Such discussions and actions may be preliminary and exploratory in nature, and not rise to the level of a
plan or proposal. Subject to the terms of the Subscription Agreements, the Stockholders Agreement and the Registration Rights Agreement, the Reporting Persons or their affiliates may seek to acquire securities of the Issuer, including Common Stock
and/or other equity, debt, notes or other financial instruments related to the Issuer or the Common Stock (which may include rights or securities exercisable or convertible into securities of the Issuer), and/or sell or otherwise dispose of some or
all of such Issuer securities or financial instruments (which may include distributing some or all of such securities to such Reporting Persons respective partners or beneficiaries, as applicable) from time to time, in each case, in open
market or private transactions, block sales or otherwise.
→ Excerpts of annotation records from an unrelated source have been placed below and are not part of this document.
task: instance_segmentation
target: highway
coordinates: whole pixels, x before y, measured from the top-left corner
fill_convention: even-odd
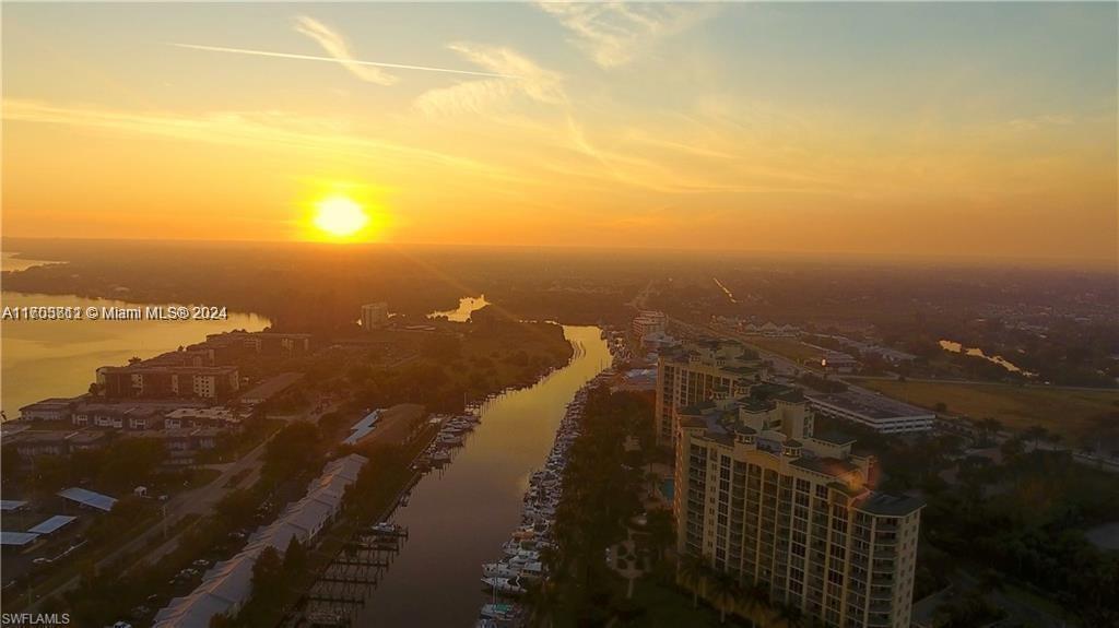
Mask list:
[[[318,421],[320,418],[322,418],[323,415],[332,412],[336,409],[337,409],[337,402],[327,406],[325,408],[321,408],[319,410],[310,410],[303,413],[302,416],[288,418],[286,420]],[[276,430],[276,432],[279,432],[279,430]],[[142,552],[143,549],[147,548],[152,542],[153,539],[164,534],[167,530],[175,527],[175,525],[180,521],[182,521],[182,518],[186,517],[187,515],[208,514],[214,508],[214,506],[234,488],[234,486],[229,486],[231,480],[234,477],[237,477],[238,474],[245,472],[246,469],[248,469],[248,473],[238,483],[238,485],[252,486],[257,479],[260,479],[261,468],[263,467],[262,457],[264,456],[264,450],[267,447],[269,441],[272,440],[272,438],[276,435],[276,432],[273,432],[271,436],[269,436],[269,438],[264,439],[264,441],[262,441],[260,445],[254,447],[247,454],[242,456],[237,462],[227,465],[225,469],[220,473],[220,475],[218,475],[209,484],[187,491],[168,499],[167,504],[164,505],[163,510],[164,515],[162,521],[160,521],[156,525],[152,525],[151,527],[149,527],[148,530],[145,530],[144,532],[142,532],[141,534],[129,541],[128,543],[121,545],[120,548],[116,548],[107,555],[98,560],[96,562],[96,569],[98,571],[102,569],[106,569],[109,565],[111,565],[114,561],[116,561],[123,555]],[[175,546],[178,544],[179,535],[189,530],[190,527],[197,525],[198,522],[201,521],[201,518],[203,517],[199,516],[198,520],[196,520],[194,523],[190,524],[190,526],[187,526],[178,531],[175,534],[175,536],[166,540],[154,550],[142,553],[137,559],[137,562],[133,563],[128,570],[135,569],[137,567],[147,564],[154,560],[159,560],[169,554],[171,551],[175,550]],[[26,611],[37,612],[39,609],[39,605],[43,600],[53,598],[54,596],[60,596],[62,593],[65,593],[66,591],[76,588],[78,586],[79,580],[81,575],[75,575],[69,580],[66,580],[51,591],[40,593],[38,597],[35,598],[34,602],[26,609]]]

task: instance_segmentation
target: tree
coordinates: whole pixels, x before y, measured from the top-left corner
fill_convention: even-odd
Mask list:
[[[718,609],[720,624],[726,624],[726,610],[727,608],[734,608],[734,602],[740,592],[739,581],[730,573],[718,572],[712,579],[709,593],[712,602]]]
[[[807,620],[805,611],[794,605],[778,605],[777,616],[784,621],[786,628],[802,628]]]
[[[284,426],[264,449],[263,475],[272,479],[294,477],[319,459],[319,428],[307,421]]]
[[[307,550],[299,542],[297,536],[292,536],[288,542],[288,549],[283,553],[283,571],[289,577],[300,573],[307,568]]]
[[[699,607],[699,587],[707,575],[707,562],[694,554],[685,554],[676,565],[680,582],[692,589],[692,608]]]
[[[1034,444],[1033,450],[1037,450],[1037,444],[1049,439],[1049,430],[1044,426],[1029,426],[1026,428],[1026,438]]]
[[[649,513],[645,529],[649,532],[649,539],[657,551],[657,560],[662,560],[665,550],[676,543],[676,526],[673,522],[673,513],[669,511],[653,511]]]
[[[283,584],[283,560],[275,548],[267,546],[253,564],[253,598],[261,599]]]

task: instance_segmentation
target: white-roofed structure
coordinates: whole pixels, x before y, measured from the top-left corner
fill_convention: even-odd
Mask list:
[[[274,523],[257,529],[237,555],[215,564],[190,594],[160,610],[154,628],[208,628],[215,615],[236,613],[252,593],[253,565],[264,549],[283,553],[293,537],[304,544],[314,539],[341,511],[346,487],[368,462],[350,454],[328,463],[303,498],[284,508]]]
[[[380,420],[380,410],[374,410],[365,416],[360,421],[354,424],[350,428],[350,435],[342,440],[346,445],[357,445],[363,438],[369,436],[369,432],[377,427],[377,421]]]
[[[59,491],[58,496],[65,497],[70,502],[77,502],[83,506],[105,511],[106,513],[113,510],[113,505],[116,504],[116,499],[110,497],[109,495],[102,495],[101,493],[94,493],[93,491],[86,491],[85,488],[78,488],[76,486],[66,488],[65,491]]]
[[[34,532],[0,532],[0,545],[9,545],[15,548],[21,548],[31,541],[38,539],[39,535]]]
[[[34,532],[35,534],[54,534],[70,523],[74,523],[74,520],[76,518],[76,516],[69,515],[55,515],[28,530],[28,532]]]

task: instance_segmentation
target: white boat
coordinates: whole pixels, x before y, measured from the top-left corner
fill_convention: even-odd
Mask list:
[[[482,619],[516,619],[520,609],[509,603],[488,603],[482,607]]]
[[[520,578],[482,578],[482,584],[502,596],[523,596],[527,590]]]
[[[486,578],[524,578],[537,580],[544,578],[544,563],[540,561],[507,561],[490,562],[482,565]]]

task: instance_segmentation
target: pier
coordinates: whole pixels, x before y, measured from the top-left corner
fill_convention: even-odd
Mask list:
[[[378,523],[360,530],[284,618],[285,628],[347,628],[404,548],[408,531]]]

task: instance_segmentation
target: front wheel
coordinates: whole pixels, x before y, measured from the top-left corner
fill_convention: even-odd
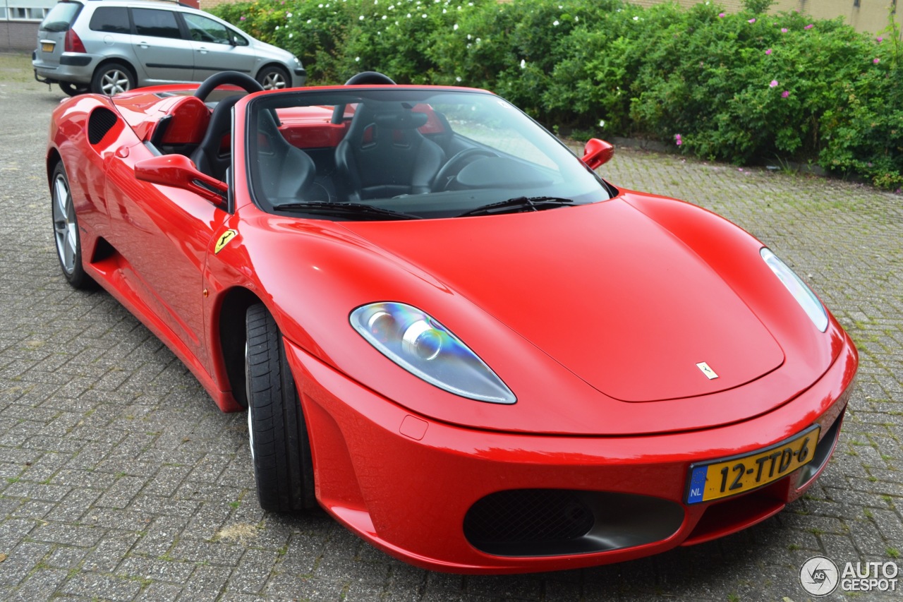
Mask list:
[[[311,443],[282,333],[263,304],[247,309],[245,325],[247,432],[257,499],[274,512],[313,508]]]
[[[91,91],[115,96],[135,88],[132,70],[120,62],[107,62],[98,68],[91,78]]]
[[[75,203],[69,185],[69,176],[62,162],[53,168],[51,181],[51,202],[53,214],[53,240],[62,275],[73,288],[92,288],[94,280],[81,265],[81,233]]]
[[[282,89],[292,87],[292,80],[289,78],[288,71],[281,67],[272,65],[260,70],[260,72],[257,73],[257,81],[264,87],[264,89]]]

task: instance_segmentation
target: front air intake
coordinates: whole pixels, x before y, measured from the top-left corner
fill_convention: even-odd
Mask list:
[[[464,536],[496,556],[588,554],[667,539],[683,522],[680,504],[646,495],[512,489],[470,506]]]

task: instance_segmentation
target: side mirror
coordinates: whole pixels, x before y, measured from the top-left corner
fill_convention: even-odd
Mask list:
[[[581,160],[589,165],[590,169],[595,169],[596,167],[604,165],[614,155],[615,147],[612,145],[605,142],[605,140],[591,138],[586,143],[586,146],[583,147],[583,157]]]
[[[228,185],[201,174],[184,155],[163,155],[135,164],[135,177],[142,182],[173,186],[202,196],[216,205],[225,202]]]

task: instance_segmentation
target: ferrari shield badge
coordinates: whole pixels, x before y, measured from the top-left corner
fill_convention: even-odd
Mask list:
[[[696,367],[703,371],[703,373],[705,374],[705,378],[710,381],[713,381],[718,378],[718,374],[715,373],[715,371],[712,370],[712,368],[709,367],[709,364],[704,362],[700,362],[696,364]]]
[[[223,247],[228,245],[228,241],[234,239],[237,234],[238,232],[234,230],[227,230],[223,232],[222,235],[217,240],[217,245],[213,248],[213,253],[216,254],[221,251]]]

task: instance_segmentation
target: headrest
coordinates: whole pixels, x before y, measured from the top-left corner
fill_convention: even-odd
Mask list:
[[[429,118],[425,113],[404,111],[401,113],[377,113],[373,120],[377,126],[390,129],[416,129],[426,125]]]

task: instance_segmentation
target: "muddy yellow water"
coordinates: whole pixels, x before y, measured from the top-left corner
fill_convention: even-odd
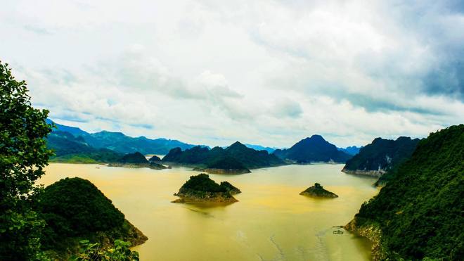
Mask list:
[[[228,205],[172,203],[172,194],[198,172],[96,165],[51,164],[40,183],[66,177],[95,184],[148,241],[134,248],[141,260],[369,260],[370,243],[335,234],[377,192],[375,179],[340,172],[341,165],[290,165],[241,175],[210,174],[242,193]],[[339,196],[299,195],[321,183]]]

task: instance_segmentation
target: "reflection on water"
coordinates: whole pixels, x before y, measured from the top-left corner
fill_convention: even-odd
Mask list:
[[[51,164],[40,183],[66,177],[95,184],[148,237],[134,248],[142,260],[368,260],[369,243],[335,234],[376,193],[375,179],[345,174],[341,165],[290,165],[241,175],[210,174],[242,193],[229,205],[172,203],[198,172]],[[299,195],[321,183],[339,198]]]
Any transaction that any of the Reporting Persons or their affiliates may pursue, subject to the terms of the Subscription Agreements, the Stockholders Agreement and the Registration Rights
Agreement, may be made at any time and from time to time without prior notice and will depend on a variety of factors, including, without limitation, the price and availability of the Issuers securities or other financial instruments, the
Reporting Persons or such affiliates trading and investment strategies, subsequent developments affecting the Issuer, the Issuers business and the Issuers prospects, other investment and business opportunities available to
such Reporting Persons and their affiliates, general industry and economic conditions, the securities markets in general, tax considerations and other factors deemed relevant by such Reporting Persons and such affiliates.
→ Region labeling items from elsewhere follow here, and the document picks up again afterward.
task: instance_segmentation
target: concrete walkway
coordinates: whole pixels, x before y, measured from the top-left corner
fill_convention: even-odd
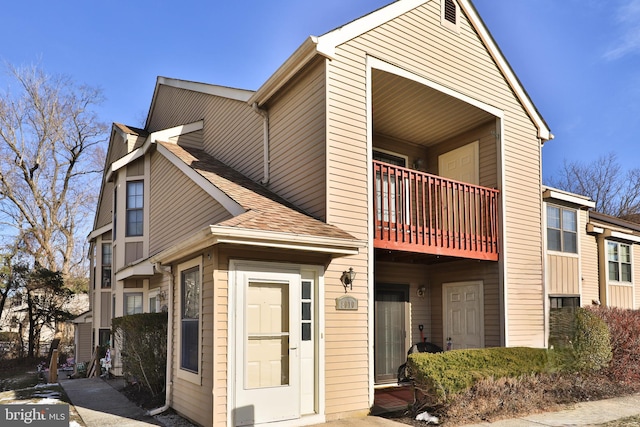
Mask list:
[[[561,411],[543,412],[493,423],[469,424],[464,427],[593,426],[637,415],[640,415],[640,394],[581,402]]]
[[[60,385],[87,427],[144,427],[163,424],[145,414],[122,393],[100,378],[67,379]],[[561,427],[593,426],[640,415],[640,394],[582,402],[555,412],[544,412],[493,423],[468,424],[465,427]],[[323,427],[402,427],[406,424],[381,417],[362,417],[331,421]],[[425,423],[426,426],[426,423]]]
[[[58,382],[87,427],[163,425],[101,378],[67,379],[62,375]]]

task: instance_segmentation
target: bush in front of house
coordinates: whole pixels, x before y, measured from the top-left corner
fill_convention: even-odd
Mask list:
[[[611,307],[590,308],[609,330],[612,358],[607,375],[621,383],[640,382],[640,311]]]
[[[607,323],[592,309],[571,312],[570,329],[565,342],[556,342],[549,353],[557,371],[593,373],[611,362],[611,342]]]
[[[550,369],[546,349],[526,347],[415,353],[407,366],[431,404],[441,404],[486,378],[517,378]]]
[[[153,396],[164,390],[167,368],[167,313],[141,313],[112,320],[125,378]]]

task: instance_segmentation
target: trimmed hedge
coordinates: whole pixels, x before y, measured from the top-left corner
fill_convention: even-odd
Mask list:
[[[416,387],[436,402],[444,402],[482,379],[517,378],[551,369],[548,350],[526,347],[415,353],[408,359]]]

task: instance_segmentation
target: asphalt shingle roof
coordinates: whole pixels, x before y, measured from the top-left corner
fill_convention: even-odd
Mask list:
[[[216,225],[355,240],[349,233],[302,212],[264,186],[225,165],[203,150],[158,142],[198,172],[246,212]]]

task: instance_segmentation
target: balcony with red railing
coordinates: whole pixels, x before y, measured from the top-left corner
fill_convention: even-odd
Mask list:
[[[374,247],[498,260],[498,190],[378,161],[373,170]]]

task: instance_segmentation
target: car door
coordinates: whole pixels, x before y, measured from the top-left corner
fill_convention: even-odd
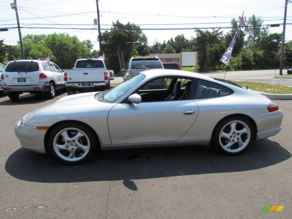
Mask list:
[[[112,144],[175,141],[192,125],[198,110],[190,99],[117,104],[108,117]]]

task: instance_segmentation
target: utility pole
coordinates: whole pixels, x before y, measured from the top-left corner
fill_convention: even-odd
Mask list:
[[[283,21],[283,32],[282,32],[282,44],[281,46],[281,56],[280,58],[280,75],[282,75],[282,72],[283,68],[283,57],[284,56],[284,44],[285,41],[285,29],[286,28],[286,18],[287,14],[287,5],[288,0],[285,0],[285,8],[284,12],[284,20]]]
[[[101,47],[101,36],[100,35],[100,23],[99,20],[99,9],[98,8],[98,1],[96,1],[96,8],[97,9],[97,25],[98,28],[98,41],[99,41],[99,53],[100,55],[102,55],[102,49]]]
[[[18,29],[18,34],[19,35],[19,43],[20,44],[20,49],[21,52],[21,58],[24,59],[24,53],[23,52],[23,46],[22,44],[22,36],[21,35],[21,32],[20,30],[20,25],[19,24],[19,18],[18,16],[18,10],[17,9],[17,5],[16,4],[16,0],[14,0],[14,3],[10,4],[11,8],[12,9],[15,10],[15,13],[16,14],[16,20],[17,20],[17,27]]]

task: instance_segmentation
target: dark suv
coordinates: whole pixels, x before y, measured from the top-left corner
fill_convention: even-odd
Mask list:
[[[154,69],[164,69],[160,59],[157,57],[150,56],[132,57],[129,62],[128,67],[126,71],[124,69],[122,69],[124,81],[128,79],[142,71]]]

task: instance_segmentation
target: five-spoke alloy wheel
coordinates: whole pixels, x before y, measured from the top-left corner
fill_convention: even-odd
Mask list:
[[[252,126],[248,120],[242,117],[232,117],[223,120],[215,128],[212,141],[220,152],[235,155],[247,149],[253,135]]]
[[[57,126],[49,138],[49,149],[57,159],[74,164],[88,159],[93,154],[96,137],[91,129],[74,123],[65,123]]]

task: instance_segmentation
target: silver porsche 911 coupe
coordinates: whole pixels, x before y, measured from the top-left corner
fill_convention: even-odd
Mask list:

Except as described in this Schedule 13D, the Reporting Persons do not have any present plans or proposals that relate to or would result in any of the
actions described in subparagraphs (a) through (j) of Item 4 of Schedule 13D, although such persons, at any time and from time to time, may review, reconsider and change their position and/or change their purpose and/or develop such plans and
may seek to influence management or the board of directors with respect to the business and affairs of the Issuer, and may from time to time consider pursuing or proposing such matters with advisors, the Issuer or other persons.
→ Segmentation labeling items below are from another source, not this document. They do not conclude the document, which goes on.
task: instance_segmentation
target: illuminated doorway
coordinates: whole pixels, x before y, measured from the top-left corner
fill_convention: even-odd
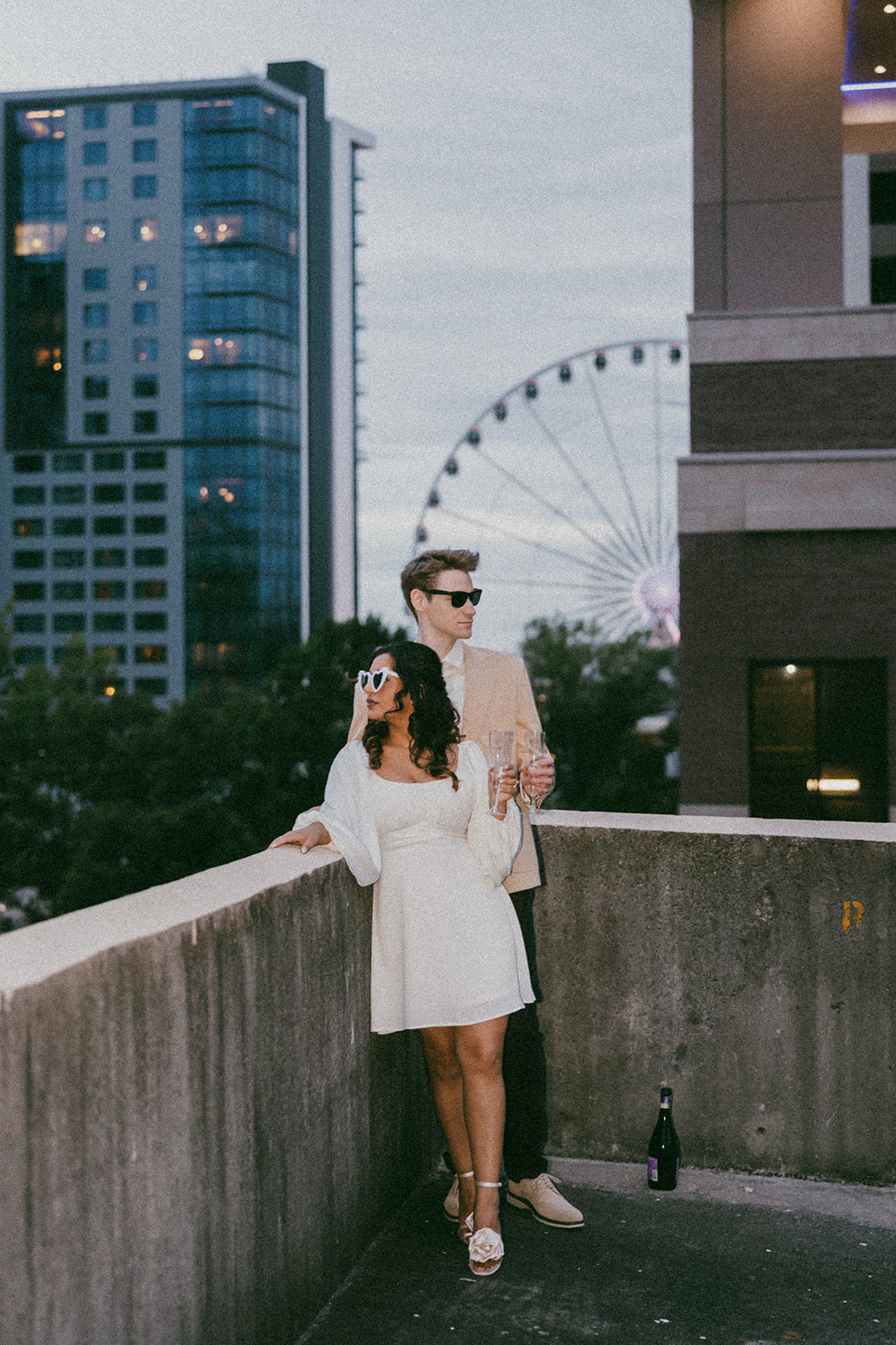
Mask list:
[[[750,668],[750,815],[887,822],[887,663]]]

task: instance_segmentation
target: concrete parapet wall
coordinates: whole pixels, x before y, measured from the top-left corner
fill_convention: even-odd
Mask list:
[[[896,827],[553,812],[536,898],[549,1151],[896,1180]]]
[[[294,1341],[435,1130],[369,892],[267,851],[0,939],[1,1345]]]
[[[549,1151],[893,1181],[896,827],[536,829]],[[267,851],[0,939],[0,1345],[294,1341],[438,1138],[369,893]],[[398,1271],[396,1271],[398,1274]]]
Item 5. Interest in Securities of the Issuer.
(a)
and (b) Calculations of the percentage of Common Stock beneficially owned assumes that there are a total of 57,977,300 shares of Common Stock outstanding as of October 29, 2018 following the transactions described herein, based on
14,079,480 shares of Common Stock issued and outstanding as of August 14, 2018, per the Quarterly Report on Form
10-Q
filed by the Issuer with the SEC on August 14, 2018, as adjusted for the issuance
of an additional 43,897,820 shares of Common Stock in the aggregate on October 29, 2018, as described in the Issuers Current Report on Form
8-K
filed on November 2, 2018.
The aggregate number and percentage of shares of Common Stock beneficially owned by each Reporting Person and, for each Reporting Person, the number of shares
as to which there is sole power to vote or to direct the vote, shared power to vote or to direct the vote, sole power to dispose or to direct the disposition, or shared power to dispose or to direct the disposition are set forth on rows 7
through 11 and row 13 of the cover pages of this Schedule 13D and are incorporated herein by reference.
As of the date hereof, (i) GSO Capital
Opportunities Fund III LP holds 9,358,749 shares of Common Stock and $8,923,464 principal amount of Convertible Notes (convertible into 1,115,433 shares of Common Stock), (ii) GSO CSF III Holdco LP holds 8,309,901 shares of Common Stock and
$7,923,400 principal amount of Convertible Notes (convertible into 990,425 shares of Common Stock), (iii) GSO Credit Alpha II Trading (Cayman) LP holds 802,179 shares of Common Stock and $764,872 principal amount of Convertible Notes (convertible
into 95,609 shares of Common Stock), (iv) GSO Harrington Credit Alpha Fund (Cayman) L.P. holds 133,697 shares of Common Stock and $127,480 principal amount of Convertible Notes (convertible into 15,935 shares of Common Stock), (v) GSO Aiguille des
Grands Montets Fund II LP holds 112,974 shares of Common Stock and $107,720 principal amount of Convertible Notes (convertible into 13,465 shares of Common Stock), (vi) BTO Legend Holdings L.P., as nominee for BTO Legend Holdings (Cayman) - NQ L.P.,
holds 7,445,474 shares of Common Stock and $7,099,168 principal amount of Convertible Notes (convertible into 887,396 shares of Common Stock), and (vii) Blackstone Family Tactical Opportunities Investment Partnership III (Cayman) - NQ - ESC
L.P. holds 56,527 shares of Common Stock and $53,896 principal amount of Convertible Notes (convertible into 6,737 shares of Common Stock).